What Really Drives Equity Performance?
Research* shows that there are three factors that determine the returns from Shares in the long term, and two factors that determine returns from fixed interest, as follows:-
Shares
Market - Shares generally have higher expected returns than fixed interest. Size - Small company shares generally have higher expected returns than large company shares. Price - Lower-priced "value" shares have higher expected returns than higher-priced "growth" shares.
Fixed Interest Securities
Maturity Longer-term instruments are riskier than shorter-term instruments.
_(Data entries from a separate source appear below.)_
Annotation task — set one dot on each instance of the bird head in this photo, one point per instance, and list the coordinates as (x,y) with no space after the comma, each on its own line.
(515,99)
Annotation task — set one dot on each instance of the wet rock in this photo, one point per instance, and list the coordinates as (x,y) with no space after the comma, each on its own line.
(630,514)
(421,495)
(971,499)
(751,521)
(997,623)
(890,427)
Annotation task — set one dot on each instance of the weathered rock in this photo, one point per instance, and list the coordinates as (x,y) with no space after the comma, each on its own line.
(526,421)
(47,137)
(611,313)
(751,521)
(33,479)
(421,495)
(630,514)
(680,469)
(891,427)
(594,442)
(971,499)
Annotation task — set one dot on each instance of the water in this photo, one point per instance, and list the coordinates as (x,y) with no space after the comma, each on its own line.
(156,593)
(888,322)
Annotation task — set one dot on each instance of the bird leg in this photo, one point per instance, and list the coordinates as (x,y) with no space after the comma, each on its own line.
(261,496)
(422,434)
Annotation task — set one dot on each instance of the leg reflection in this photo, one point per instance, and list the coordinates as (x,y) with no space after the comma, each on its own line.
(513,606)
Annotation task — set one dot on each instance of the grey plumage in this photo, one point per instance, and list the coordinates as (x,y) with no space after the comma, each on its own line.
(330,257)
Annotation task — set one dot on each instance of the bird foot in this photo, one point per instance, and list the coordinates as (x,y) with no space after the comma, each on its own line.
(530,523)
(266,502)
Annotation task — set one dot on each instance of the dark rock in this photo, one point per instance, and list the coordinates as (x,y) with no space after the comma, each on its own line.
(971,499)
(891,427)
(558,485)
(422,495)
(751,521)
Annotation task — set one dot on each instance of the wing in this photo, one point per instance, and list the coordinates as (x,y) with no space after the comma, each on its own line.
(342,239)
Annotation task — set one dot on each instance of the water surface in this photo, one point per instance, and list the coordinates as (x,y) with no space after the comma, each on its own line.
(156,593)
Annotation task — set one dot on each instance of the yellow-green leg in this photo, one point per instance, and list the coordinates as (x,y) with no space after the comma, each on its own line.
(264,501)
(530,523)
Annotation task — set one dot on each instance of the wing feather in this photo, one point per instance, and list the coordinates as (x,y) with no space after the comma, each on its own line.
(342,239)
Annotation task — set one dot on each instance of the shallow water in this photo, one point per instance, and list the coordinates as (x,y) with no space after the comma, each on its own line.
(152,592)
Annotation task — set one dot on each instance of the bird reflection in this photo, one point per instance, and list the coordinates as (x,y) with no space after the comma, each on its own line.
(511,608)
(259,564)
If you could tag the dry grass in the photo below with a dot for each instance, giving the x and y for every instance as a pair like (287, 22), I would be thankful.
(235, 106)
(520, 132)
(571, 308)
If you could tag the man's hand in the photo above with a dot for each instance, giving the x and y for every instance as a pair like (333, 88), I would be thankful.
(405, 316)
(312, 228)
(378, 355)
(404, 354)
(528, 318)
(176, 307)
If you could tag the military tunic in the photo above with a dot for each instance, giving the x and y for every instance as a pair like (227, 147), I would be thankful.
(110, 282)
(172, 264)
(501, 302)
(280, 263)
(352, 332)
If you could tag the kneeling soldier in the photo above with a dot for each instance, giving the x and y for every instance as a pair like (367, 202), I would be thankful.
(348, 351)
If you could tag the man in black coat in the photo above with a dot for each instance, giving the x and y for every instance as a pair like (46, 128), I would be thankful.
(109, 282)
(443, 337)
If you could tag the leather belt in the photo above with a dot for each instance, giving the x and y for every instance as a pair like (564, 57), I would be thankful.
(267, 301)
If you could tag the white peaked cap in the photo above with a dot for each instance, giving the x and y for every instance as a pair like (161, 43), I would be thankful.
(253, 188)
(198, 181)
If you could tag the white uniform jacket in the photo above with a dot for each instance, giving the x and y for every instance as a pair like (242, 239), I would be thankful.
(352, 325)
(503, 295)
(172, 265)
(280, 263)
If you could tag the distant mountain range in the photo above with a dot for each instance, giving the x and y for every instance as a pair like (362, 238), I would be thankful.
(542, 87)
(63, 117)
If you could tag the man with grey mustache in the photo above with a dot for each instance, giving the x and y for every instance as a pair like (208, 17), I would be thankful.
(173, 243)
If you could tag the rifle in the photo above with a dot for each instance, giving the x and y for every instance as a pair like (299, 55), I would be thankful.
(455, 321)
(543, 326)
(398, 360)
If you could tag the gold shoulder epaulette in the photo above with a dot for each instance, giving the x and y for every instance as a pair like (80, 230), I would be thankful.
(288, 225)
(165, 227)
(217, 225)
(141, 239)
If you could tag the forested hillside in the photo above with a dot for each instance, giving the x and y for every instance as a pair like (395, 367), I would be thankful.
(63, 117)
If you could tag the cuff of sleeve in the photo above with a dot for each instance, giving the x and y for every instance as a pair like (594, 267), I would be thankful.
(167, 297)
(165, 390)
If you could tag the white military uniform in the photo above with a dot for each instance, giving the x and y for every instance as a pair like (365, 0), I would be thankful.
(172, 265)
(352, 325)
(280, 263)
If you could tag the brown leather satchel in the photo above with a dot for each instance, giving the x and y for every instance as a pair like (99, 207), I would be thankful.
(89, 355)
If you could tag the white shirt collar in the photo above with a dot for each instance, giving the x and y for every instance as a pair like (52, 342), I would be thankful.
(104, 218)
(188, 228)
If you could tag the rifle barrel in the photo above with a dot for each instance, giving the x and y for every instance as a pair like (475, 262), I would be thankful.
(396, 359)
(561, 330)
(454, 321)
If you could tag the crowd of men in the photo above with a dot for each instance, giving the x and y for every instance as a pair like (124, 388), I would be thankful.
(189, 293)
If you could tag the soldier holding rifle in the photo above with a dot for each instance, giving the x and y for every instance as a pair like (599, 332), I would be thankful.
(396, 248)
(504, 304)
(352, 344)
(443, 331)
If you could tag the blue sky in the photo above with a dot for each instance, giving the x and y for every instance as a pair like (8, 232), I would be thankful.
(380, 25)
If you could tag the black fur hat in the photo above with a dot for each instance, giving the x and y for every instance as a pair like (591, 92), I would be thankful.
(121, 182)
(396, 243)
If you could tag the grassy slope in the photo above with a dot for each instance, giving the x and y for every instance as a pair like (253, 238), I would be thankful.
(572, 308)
Default Instruments of lower credit quality are riskier than instruments of higher credit quality.
* Source “The Cross Section of Expected Stock Returns,” Journal of Finance 47, no.2 (June 1992):427-65.
So what does this mean and why is it relevant?
According to the Dimensional 2006 Matrix book of returns, £1 invested between 1956 and 2006 would have grown to:-
£416 if it was invested in the FTSE All-Share
£2,428 if it was invested in Smaller Companies
(Small Index data simulated by Dimensional before 1981 data provided by London Business School)
Over a different time period, due to data unavailability, £1 invested from 1975 to 2006 would have grown to:-
£94 if it was invested in Growth Companies.
£220 if it were invested in Value Companies.
BPH Wealth Management's Passive Approach recognises these different asset classes and identifies which have historically outperformed and weights the portfolio accordingly.